また、”日本での売上がうまくいっている”と1行書いてあり、その前に”ラテンアメリカやチャイナはあまりうまくいっていない”と記載されています。世界的に見ても日本のマクドナルドは好調だと思いました。何か要因があるのでしょうか?

まず、日本のマクドナルドとアメリカのマクドナルドは違うものだと思った方が良いです。アメリカのマクドナルドは本当に低所得者向けのハンバーガー屋さんという感じで、どこにでもあって好きな人もたくさんいます。一方、日本の方がもう少し所得に関わらず受け入れられている印象がすごくあります。

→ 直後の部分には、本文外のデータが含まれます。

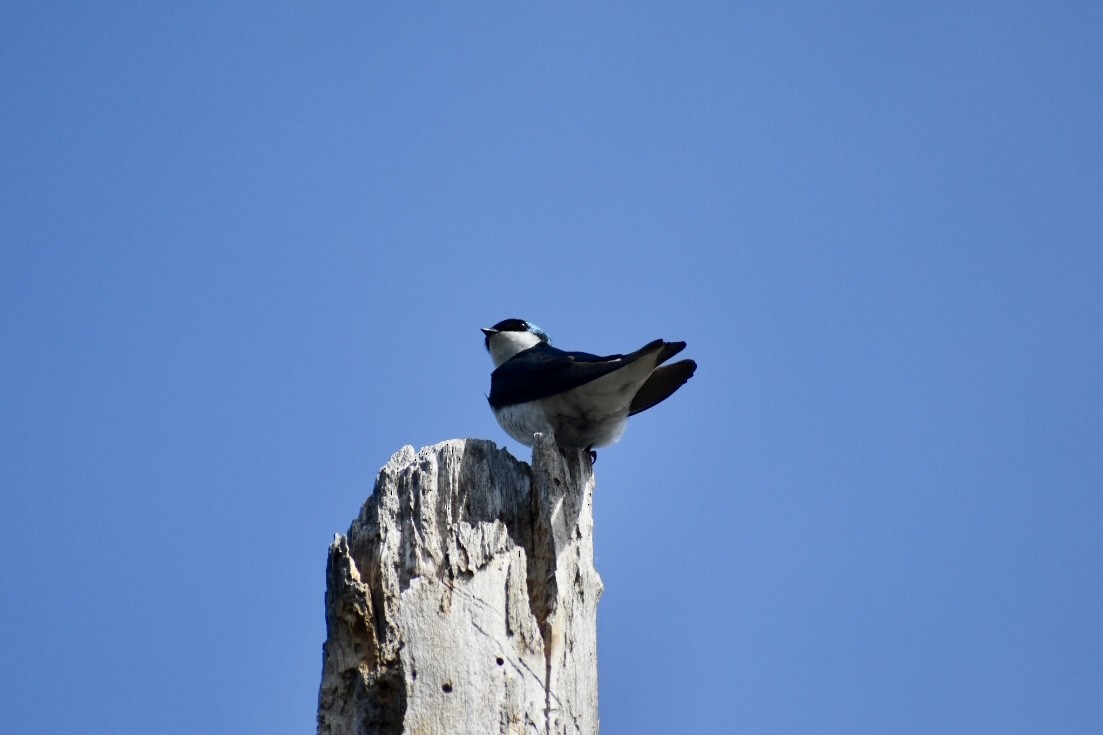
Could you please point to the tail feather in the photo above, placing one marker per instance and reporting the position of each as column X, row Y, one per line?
column 663, row 381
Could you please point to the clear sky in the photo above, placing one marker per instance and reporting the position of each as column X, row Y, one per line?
column 247, row 249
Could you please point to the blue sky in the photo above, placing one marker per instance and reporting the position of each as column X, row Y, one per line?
column 247, row 249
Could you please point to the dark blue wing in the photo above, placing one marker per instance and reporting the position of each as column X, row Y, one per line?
column 544, row 371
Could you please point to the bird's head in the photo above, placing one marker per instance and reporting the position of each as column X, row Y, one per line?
column 510, row 337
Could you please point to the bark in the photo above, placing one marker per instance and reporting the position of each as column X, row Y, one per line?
column 463, row 598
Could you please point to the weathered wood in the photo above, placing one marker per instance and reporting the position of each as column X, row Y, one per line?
column 463, row 598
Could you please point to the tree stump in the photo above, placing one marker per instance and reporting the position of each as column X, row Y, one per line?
column 463, row 598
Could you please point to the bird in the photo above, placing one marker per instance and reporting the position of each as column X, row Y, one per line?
column 584, row 400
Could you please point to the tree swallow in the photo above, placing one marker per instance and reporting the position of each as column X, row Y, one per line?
column 584, row 400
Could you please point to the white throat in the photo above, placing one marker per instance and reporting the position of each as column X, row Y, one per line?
column 504, row 345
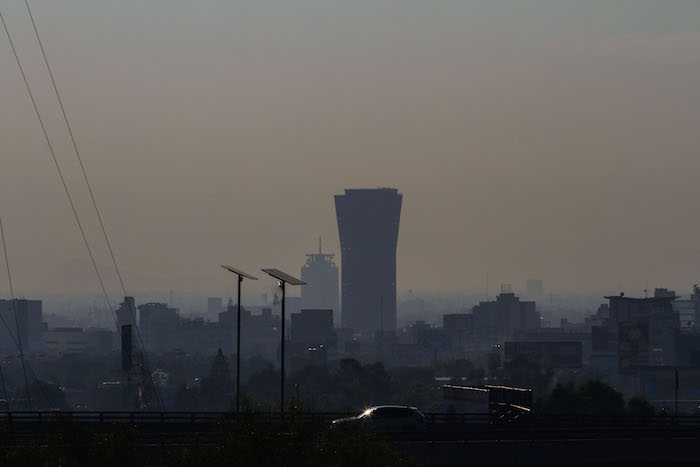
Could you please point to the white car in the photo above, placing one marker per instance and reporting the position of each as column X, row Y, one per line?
column 388, row 418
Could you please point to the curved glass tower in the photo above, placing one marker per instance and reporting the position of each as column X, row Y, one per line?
column 368, row 224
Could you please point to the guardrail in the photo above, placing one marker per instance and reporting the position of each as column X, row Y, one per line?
column 431, row 418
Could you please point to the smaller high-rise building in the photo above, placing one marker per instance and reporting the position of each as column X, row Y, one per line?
column 214, row 307
column 321, row 276
column 158, row 324
column 312, row 328
column 126, row 313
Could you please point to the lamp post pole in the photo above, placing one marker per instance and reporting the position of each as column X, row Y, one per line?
column 282, row 286
column 238, row 349
column 282, row 280
column 240, row 275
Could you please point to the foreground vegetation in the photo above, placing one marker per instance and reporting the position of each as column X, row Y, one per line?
column 243, row 442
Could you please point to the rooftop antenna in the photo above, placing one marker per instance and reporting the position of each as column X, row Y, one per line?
column 487, row 285
column 646, row 287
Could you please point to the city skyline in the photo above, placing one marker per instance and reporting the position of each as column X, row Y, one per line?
column 559, row 126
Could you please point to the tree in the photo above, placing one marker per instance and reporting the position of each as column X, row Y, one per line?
column 602, row 399
column 638, row 406
column 564, row 399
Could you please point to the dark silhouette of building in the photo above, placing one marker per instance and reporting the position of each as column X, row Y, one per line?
column 126, row 313
column 158, row 324
column 321, row 276
column 504, row 318
column 647, row 329
column 214, row 307
column 368, row 224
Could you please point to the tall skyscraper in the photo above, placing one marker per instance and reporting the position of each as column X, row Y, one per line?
column 321, row 276
column 368, row 224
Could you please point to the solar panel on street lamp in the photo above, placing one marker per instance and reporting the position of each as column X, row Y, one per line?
column 240, row 275
column 283, row 279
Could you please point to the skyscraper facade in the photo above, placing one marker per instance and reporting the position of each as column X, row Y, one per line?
column 368, row 224
column 321, row 276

運営も元々、藤田 田(ふじた でん)さんがやっていましたし、日本は特殊なオペレーションの形態で、日本独自のメニューもたくさんあると思います。僕もアメリカではマクドナルドに行きませんが、日本に行くとたまに食べたくなるという感じで、少し違うものだと思った方が良いでしょう。

ただ、決算だけを見てみると、おっしゃるようにグローバルでは割と苦戦している地域も多い中で日本はすごくうまくいっているという事実があります。

なぜそうなっているのか、理由はすごく難しくて、外から見ていると分からない部分もありますが、やはり日本の中でドライブスルーやテイクアウトに対して昔から比較的対応できていたというのが非常に大きな要因だと思います。

ーーそうかもしれないですね。昔から、特に地方の幹線道路の脇にはマクドナルドが必ずあって、ドライブスルーで寄れるというイメージはあります。今、話を聞いていて、マクドナルドが一番最初からあるイメージがありますし、他の店よりも圧倒的にドライブスルーが多い気がすると思いました。

やはり他のレストランやチェーン店に比べて、既にドライブスルーやテイクアウトに対して抵抗感がないブランドになっていた事がすごく大きいと思います。


コロナ禍で業績の明暗を分ける要因となるのは何?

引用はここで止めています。